A prerequisite before starting the procedure is to completely remove the cream and dry the skin for unhindered interaction of laser light with tissues.

To carry out deep laser multipass resurfacing, additional methods of anesthesia are required – intravenous sedation, conduction anesthesia, anesthesia.While there are many local anesthetic options for laser resurfacing, unfortunately there is no standardized guideline for optimal safety in the use of local anesthetics. Several factors need to be considered when deciding which one to use: the anatomical region, the amount of anesthetic applied, the duration required for the desired depth of anesthesia, the safety profile of the individual local anesthetic, and how it interacts with the patient’s comorbid conditions [14].

Type 2 laser procedures do not violate the integrity of the epidermis, but at the same time they can also be accompanied by significant discomfort associated with painful sensations.

Laser fractional photothermolysis is used for non-ablative rejuvenation in case of mild to moderate photodamage of the skin, wrinkles and dyspigmentation. The popularity of this procedure is due to its high clinical efficacy and moderate side effects – transient erythema and edema. However, the deep penetration of laser light in the near infrared spectrum creates the effect of volumetric thermal heating in the deep layers of the skin, providing a pronounced pain effect due to the high density of polymodal nociceptors and thermoreceptors in the dermis.To increase the comfort of the procedure, a combination of topical anesthesia with lidocaine / prilocaine cream (application 45–60 min) and cooling of the treatment area with a forced jet of cold air is recommended [15–17].

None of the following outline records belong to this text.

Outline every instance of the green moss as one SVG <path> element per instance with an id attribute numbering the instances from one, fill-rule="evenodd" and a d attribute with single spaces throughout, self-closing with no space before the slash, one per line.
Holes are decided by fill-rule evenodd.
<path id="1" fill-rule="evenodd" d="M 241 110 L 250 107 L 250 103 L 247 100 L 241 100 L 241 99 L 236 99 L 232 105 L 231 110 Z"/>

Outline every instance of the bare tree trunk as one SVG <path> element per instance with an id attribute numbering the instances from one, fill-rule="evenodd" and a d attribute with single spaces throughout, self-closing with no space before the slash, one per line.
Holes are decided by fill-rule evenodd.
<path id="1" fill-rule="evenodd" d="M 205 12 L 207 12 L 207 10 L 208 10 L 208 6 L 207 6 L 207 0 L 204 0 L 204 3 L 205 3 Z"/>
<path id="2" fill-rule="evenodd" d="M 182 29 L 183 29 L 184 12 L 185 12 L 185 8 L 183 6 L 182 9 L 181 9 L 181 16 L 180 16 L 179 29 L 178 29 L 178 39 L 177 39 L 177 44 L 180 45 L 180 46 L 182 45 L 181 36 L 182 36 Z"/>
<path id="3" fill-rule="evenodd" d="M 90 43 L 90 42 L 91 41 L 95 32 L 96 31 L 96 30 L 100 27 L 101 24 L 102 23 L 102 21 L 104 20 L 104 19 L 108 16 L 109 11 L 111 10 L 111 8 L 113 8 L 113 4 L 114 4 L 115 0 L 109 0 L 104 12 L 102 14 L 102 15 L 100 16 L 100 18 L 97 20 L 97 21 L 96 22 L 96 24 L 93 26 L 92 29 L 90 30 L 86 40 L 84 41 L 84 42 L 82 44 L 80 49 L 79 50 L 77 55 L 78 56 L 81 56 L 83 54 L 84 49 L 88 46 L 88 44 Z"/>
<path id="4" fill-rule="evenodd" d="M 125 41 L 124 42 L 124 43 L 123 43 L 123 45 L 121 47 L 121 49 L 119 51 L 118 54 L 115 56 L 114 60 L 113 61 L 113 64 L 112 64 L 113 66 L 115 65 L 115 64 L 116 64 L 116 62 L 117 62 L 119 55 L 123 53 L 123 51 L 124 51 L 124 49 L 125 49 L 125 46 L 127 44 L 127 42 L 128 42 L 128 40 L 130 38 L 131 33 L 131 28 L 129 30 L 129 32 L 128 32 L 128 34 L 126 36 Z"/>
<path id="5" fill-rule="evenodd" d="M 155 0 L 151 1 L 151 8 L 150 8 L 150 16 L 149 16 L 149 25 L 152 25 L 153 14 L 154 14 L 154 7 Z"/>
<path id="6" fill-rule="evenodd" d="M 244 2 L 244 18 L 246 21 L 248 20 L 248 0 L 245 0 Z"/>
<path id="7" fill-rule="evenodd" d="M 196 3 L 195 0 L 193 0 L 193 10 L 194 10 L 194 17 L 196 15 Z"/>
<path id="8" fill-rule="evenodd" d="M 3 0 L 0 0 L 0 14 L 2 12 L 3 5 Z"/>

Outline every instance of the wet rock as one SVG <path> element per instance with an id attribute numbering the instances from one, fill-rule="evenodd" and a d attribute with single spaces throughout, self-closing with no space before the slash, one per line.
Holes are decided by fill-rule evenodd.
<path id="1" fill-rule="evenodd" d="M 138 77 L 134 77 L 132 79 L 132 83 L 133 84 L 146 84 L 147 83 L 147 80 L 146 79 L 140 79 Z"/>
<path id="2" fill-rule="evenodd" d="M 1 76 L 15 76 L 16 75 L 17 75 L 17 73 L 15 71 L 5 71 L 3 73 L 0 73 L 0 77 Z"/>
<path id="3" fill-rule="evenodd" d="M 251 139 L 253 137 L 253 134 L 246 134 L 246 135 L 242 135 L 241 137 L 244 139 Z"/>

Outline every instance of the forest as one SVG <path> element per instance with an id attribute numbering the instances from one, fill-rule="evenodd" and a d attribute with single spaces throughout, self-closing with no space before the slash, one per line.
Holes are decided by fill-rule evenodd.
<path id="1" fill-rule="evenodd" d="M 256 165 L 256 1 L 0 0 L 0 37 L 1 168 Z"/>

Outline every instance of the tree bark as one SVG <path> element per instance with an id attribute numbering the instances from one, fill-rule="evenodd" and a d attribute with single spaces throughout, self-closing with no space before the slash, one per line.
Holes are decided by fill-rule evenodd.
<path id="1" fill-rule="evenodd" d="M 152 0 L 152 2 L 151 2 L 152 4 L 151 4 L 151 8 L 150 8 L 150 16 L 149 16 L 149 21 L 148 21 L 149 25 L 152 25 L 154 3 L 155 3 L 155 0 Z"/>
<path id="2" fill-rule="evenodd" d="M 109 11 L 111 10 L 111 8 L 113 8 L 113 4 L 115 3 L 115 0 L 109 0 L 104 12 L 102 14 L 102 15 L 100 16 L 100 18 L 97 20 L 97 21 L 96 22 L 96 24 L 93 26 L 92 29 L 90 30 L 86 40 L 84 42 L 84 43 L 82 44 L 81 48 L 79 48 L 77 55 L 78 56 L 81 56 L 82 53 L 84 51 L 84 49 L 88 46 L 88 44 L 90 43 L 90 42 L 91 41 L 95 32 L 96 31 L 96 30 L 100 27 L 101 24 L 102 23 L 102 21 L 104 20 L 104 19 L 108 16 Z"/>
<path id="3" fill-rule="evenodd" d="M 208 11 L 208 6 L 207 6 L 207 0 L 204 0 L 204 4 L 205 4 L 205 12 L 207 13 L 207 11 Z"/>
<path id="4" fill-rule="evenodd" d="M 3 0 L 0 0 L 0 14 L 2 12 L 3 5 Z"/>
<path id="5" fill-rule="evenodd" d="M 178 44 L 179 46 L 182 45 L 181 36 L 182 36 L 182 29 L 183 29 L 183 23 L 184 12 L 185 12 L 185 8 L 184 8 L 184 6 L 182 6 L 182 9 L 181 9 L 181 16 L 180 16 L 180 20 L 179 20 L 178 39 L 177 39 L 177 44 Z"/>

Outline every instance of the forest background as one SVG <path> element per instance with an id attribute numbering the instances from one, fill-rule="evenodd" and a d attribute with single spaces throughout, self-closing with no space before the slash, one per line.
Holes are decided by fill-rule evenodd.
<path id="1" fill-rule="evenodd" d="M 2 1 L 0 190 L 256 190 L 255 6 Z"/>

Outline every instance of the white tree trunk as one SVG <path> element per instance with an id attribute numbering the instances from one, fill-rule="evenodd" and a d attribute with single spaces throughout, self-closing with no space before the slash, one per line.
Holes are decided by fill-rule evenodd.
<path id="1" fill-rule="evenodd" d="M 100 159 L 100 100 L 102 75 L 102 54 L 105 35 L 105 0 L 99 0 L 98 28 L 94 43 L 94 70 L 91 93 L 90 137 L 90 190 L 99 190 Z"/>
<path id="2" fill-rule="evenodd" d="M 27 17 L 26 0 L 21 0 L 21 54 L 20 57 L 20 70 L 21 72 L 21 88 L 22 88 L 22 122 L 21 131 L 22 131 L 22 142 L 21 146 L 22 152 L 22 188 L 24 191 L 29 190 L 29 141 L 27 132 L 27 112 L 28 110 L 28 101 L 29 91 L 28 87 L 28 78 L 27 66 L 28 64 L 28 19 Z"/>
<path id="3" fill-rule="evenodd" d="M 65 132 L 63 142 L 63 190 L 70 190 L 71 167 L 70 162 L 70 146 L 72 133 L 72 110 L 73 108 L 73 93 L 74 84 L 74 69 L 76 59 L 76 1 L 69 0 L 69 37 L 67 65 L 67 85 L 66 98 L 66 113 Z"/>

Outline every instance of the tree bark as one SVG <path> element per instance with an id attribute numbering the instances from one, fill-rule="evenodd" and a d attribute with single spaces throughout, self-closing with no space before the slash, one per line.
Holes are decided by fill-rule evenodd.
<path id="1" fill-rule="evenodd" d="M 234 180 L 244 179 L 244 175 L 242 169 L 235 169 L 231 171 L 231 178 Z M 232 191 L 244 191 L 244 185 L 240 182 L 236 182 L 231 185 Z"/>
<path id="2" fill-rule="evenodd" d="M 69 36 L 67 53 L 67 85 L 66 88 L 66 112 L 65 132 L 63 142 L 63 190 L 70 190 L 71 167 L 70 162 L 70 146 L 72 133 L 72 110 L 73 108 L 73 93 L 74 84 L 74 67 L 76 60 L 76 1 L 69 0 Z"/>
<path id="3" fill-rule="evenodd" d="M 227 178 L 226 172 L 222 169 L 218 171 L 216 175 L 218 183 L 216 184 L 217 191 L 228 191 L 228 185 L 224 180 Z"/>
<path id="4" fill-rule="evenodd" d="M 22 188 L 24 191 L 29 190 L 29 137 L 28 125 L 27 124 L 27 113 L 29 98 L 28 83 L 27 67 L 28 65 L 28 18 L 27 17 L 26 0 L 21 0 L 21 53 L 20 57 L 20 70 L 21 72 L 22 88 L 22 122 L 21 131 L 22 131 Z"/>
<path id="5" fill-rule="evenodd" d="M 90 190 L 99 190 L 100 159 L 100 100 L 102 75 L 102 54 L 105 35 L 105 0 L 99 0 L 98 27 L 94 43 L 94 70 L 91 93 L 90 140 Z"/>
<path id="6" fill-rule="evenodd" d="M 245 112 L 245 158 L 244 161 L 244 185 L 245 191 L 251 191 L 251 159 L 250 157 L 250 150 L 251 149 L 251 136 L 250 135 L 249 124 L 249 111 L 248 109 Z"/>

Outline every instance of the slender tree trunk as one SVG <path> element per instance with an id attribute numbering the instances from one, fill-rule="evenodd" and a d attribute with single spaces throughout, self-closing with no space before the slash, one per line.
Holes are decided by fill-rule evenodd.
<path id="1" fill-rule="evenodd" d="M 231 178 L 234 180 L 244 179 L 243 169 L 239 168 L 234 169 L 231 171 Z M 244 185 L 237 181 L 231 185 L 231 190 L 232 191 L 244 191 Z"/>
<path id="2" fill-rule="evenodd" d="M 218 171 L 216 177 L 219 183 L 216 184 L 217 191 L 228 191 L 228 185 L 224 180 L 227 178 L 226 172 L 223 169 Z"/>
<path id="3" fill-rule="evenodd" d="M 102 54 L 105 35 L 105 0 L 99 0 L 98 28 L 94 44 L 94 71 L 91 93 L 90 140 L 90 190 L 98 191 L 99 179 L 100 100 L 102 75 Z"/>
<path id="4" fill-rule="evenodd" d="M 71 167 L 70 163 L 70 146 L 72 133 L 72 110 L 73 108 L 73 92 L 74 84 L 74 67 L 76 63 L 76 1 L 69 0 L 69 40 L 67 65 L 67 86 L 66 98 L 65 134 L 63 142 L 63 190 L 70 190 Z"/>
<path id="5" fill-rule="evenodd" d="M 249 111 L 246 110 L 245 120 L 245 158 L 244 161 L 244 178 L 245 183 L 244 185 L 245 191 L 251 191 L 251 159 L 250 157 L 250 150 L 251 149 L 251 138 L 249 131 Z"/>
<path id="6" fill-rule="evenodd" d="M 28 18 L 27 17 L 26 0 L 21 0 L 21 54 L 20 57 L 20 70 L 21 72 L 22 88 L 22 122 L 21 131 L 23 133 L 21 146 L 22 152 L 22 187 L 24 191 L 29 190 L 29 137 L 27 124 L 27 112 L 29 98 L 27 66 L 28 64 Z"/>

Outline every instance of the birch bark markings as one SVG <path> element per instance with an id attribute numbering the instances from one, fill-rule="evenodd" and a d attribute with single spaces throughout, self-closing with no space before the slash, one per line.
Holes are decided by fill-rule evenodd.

Laser hair removal is the most common procedure that uses topical anesthetics, especially in sensitive areas such as the upper lip and groin. For effective anesthesia in these places, the time of application of the lidocaine / prilocaine cream under the occlusive film should be at least 30 minutes if the skin is prepared for epilation (hair shaving) immediately before the procedure.Due to the deep penetration of laser light (up to 4 mm for epilation with a neodymium laser), the application time of the cream on the skin prepared in advance for the procedure (shaving the hair in 1 day) should be 45-60 minutes. To prevent delayed side effects after laser hair removal (thermal injury, paradoxical hypertrichosis), it is recommended to apply a cooling bag to the laser-treated skin area for 30 s during the procedure [18, 19].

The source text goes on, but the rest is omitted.